En pratique, le choix entre culture fit et culture add dépend surtout de ce que traverse votre entreprise au moment du recrutement.

Quelques repères simples pour vous situer :

  • Une équipe fragile à stabiliser → culture fit
  • Une entreprise en transformation (croissance, structuration, pivot) → culture add
  • Un besoin de continuité et d’exécution rapide → culture fit
  • Un besoin de nouvelles idées, de recul ou de remise en question → culture add
  • Un poste très opérationnel, sous forte contrainte de temps → culture fit
  • Un poste stratégique ou structurant → culture add

Le vrai piège, ce n’est pas de choisir l’un ou l’autre. C’est de n’en choisir qu’un seul, tout le temps.

Une entreprise qui ne recrute qu’en culture fit finit souvent par tourner en rond.

Une entreprise qui ne recrute qu’en culture add peut créer trop de ruptures et perdre en cohérence.

La solution, c’est d’alterner intelligemment les deux approches.

Sécuriser certains recrutements pour préserver l’équilibre, et en ouvrir d’autres pour faire évoluer la culture, les pratiques et la vision.

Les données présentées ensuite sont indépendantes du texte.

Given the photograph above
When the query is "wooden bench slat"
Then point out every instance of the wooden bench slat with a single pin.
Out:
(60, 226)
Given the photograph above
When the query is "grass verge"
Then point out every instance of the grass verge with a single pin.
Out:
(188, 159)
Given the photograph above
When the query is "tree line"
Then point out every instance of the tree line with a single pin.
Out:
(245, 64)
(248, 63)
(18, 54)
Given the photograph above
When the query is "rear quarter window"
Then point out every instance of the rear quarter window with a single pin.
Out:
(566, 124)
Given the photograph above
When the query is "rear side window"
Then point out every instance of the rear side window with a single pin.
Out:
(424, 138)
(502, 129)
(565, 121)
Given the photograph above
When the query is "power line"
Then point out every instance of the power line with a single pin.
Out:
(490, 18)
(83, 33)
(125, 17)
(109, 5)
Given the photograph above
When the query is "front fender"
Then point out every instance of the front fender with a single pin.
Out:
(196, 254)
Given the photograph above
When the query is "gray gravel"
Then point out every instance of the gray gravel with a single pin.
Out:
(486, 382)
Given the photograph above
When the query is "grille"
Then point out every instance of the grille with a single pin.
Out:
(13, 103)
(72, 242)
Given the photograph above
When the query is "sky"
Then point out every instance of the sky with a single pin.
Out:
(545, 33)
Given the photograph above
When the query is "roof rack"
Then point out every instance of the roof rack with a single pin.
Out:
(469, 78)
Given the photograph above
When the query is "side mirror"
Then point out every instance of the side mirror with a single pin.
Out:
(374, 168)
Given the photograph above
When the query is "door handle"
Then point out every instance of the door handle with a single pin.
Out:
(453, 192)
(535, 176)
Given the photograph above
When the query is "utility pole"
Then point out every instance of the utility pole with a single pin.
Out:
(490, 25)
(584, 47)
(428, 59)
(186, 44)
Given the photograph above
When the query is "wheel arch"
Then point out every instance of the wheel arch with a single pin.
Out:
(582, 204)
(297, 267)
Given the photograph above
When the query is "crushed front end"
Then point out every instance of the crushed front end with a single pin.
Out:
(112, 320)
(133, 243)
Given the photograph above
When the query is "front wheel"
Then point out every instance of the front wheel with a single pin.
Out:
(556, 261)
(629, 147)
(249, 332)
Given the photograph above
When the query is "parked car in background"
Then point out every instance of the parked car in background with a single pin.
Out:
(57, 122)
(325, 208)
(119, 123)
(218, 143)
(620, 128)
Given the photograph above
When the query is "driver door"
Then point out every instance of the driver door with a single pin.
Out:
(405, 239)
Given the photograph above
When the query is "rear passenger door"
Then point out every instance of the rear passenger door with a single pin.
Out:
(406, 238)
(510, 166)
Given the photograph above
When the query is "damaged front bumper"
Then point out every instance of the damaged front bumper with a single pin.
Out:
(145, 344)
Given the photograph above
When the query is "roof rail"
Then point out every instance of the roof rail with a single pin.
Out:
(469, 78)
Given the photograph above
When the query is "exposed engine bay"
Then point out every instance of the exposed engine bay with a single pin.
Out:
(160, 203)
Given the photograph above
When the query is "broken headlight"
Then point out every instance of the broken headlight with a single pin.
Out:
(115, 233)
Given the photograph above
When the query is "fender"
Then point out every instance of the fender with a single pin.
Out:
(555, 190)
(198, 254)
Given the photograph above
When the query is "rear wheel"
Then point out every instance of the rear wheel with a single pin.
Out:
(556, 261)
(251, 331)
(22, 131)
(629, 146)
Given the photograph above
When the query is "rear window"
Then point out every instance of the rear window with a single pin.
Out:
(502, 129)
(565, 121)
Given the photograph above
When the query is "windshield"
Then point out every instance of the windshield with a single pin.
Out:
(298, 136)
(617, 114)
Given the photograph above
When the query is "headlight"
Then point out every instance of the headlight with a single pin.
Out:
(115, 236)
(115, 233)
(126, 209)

Un bon recrutement n’est pas celui qui ressemble à l’existant. Ce n’est pas non plus celui qui le bouscule à tout prix. C’est celui qui arrive au bon moment, avec la bonne posture, pour le bon besoin.

Le culture fit et le culture add ne s’opposent pas.

Ils répondent à des besoins différents, à des moments différents.

Sécuriser quand c’est nécessaire.

Faire évoluer quand c’est le bon moment.

Un recrutement réussi, ce n’est pas une question de mode, mais de lucidité sur vos enjeux réels. Et quand ce cadre est clair, les décisions deviennent beaucoup plus simples.